27. It was held in Borchers v Kaehne10 that “sequestration is an extraordinary process in execution – if it can all be appropriately be regarded as such – and each creditor is presumed to be the best judge of what is to his benefit. The Intervening Party in this case does not believe that the final sequestration of the Applicant’s estate will be to its advantage.”


28. Having considered that although an act of insolvency may have been proved in this matter, I am not satisfied that the Applicant has successfully proved that there is a reason to believe that it would be to the advantage of the creditors if the Respondent’s estate is finally sequestrated.

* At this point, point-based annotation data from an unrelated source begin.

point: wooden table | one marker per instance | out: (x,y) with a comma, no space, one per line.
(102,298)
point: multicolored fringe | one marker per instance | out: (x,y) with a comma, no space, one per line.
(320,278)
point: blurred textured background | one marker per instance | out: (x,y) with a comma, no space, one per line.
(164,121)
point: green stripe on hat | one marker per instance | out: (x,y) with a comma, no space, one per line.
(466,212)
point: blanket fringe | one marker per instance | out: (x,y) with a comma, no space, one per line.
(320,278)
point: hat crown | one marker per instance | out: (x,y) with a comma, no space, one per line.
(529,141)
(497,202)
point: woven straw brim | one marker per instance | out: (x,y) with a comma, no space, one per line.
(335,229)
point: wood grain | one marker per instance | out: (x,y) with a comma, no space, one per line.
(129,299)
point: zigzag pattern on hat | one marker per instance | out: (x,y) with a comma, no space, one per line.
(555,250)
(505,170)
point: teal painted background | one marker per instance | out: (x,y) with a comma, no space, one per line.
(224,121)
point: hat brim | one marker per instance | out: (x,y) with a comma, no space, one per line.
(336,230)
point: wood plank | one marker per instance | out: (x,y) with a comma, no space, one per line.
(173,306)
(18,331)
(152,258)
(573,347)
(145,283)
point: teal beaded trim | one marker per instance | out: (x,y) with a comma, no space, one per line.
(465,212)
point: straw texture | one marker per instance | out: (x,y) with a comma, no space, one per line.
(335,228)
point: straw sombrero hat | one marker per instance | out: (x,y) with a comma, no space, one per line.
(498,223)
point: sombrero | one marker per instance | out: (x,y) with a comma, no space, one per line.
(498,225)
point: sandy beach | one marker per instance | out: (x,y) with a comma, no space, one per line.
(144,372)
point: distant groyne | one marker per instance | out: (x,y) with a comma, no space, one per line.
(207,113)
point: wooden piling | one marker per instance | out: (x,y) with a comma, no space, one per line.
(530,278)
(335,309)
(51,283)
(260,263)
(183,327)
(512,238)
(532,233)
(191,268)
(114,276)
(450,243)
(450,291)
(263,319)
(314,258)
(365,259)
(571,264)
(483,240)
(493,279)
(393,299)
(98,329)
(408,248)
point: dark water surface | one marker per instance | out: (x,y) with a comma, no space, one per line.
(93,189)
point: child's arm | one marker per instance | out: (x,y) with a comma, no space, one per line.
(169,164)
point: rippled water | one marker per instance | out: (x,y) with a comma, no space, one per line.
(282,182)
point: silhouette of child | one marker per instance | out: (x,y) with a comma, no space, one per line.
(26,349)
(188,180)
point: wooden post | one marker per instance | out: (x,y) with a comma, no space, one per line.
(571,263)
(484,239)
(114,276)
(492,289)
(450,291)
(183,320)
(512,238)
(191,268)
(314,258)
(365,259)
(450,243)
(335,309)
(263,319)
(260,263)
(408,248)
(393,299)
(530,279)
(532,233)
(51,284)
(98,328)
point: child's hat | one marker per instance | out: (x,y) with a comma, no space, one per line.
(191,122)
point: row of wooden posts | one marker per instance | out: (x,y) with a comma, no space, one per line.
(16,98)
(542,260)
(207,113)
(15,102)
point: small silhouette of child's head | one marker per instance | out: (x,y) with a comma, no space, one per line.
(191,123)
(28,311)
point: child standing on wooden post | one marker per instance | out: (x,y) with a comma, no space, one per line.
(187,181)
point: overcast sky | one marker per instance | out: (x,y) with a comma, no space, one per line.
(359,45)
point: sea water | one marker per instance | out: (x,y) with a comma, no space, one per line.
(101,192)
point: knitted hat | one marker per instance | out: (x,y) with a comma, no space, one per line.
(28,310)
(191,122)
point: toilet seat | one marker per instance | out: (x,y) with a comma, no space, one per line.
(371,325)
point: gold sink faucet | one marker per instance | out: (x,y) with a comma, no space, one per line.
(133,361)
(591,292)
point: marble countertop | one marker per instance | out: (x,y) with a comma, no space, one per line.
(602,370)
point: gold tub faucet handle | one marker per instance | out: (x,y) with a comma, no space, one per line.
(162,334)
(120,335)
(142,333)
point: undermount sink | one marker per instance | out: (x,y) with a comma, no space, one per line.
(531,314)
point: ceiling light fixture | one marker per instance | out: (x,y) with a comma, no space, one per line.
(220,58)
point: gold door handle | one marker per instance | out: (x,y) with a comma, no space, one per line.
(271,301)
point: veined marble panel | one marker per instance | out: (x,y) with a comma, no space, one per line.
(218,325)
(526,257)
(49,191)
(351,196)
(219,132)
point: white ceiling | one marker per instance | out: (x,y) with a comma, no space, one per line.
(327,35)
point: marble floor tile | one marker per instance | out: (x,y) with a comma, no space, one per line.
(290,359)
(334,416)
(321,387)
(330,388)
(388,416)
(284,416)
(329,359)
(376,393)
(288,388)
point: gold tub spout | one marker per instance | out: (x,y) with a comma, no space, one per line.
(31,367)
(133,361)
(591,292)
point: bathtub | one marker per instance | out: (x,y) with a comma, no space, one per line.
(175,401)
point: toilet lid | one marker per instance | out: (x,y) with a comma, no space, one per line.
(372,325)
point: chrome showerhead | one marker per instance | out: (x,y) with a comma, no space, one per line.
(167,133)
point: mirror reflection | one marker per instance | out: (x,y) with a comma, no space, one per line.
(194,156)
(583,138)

29. For the reasons stated above, I make the following order:



1. Leave is granted to the Intervening Party to intervene in the application for sequestration of the Respondent’s estate;


2. The provisional sequestration order granted by this Court on 23 October 2012 is discharged;


3. The Applicant is ordered to pay the wasted costs as a result of the postponement of the opposed application on 3 May 2013; including the costs of the Intervening Party on a party to party scale.


4. The Applicant is ordered to pay the costs of the Intervening Party on a party and party scale.



____________

T.V. RATSHIBVUMO

ACTING JUDGE OF THE HIGH COURT



Date Heard: 22 May 2013


Judgment Delivered: 13 June 2013



For the Applicant: Adv. S Stevens

Instructed by: Jurgen Bekker Attorneys

Bedfordview


For the Respondent: Adv. HM Vermaak

Instructed by: Van Hulsteyn Attorneys

Sandton


1 See paragraph 2 of Annexure RA2 attached to the Replying affidavit by the Intervening Party.

2 See Angern and Piel v Federal Cold Storage Co limited 1908 TS 761 and Public Servants Association of South Africa obo Strydom v SARS [2007] JOL 20040 (LC).

3 See Rule 41 (3).

4 See Annexures RA2 - RA7 attached to the Intervening Party’s Replying Affidavit.

5 See Protea Assurance Co Ltd v Gamlase  1971 (1) SA 460 (E) at 465G

6 See Saber Motors (Pty) Ltd v Morophane 1961 (1) SA 759 (W).

7 Meskin & Co v Friedman [1948] 2 All SA 416 (W) at p. 419.

8 See the Applicant’s practice note.

9 See Standard Bank of SA Ltd v Sewpersadh & Another 2005 (4) SA 148 (C).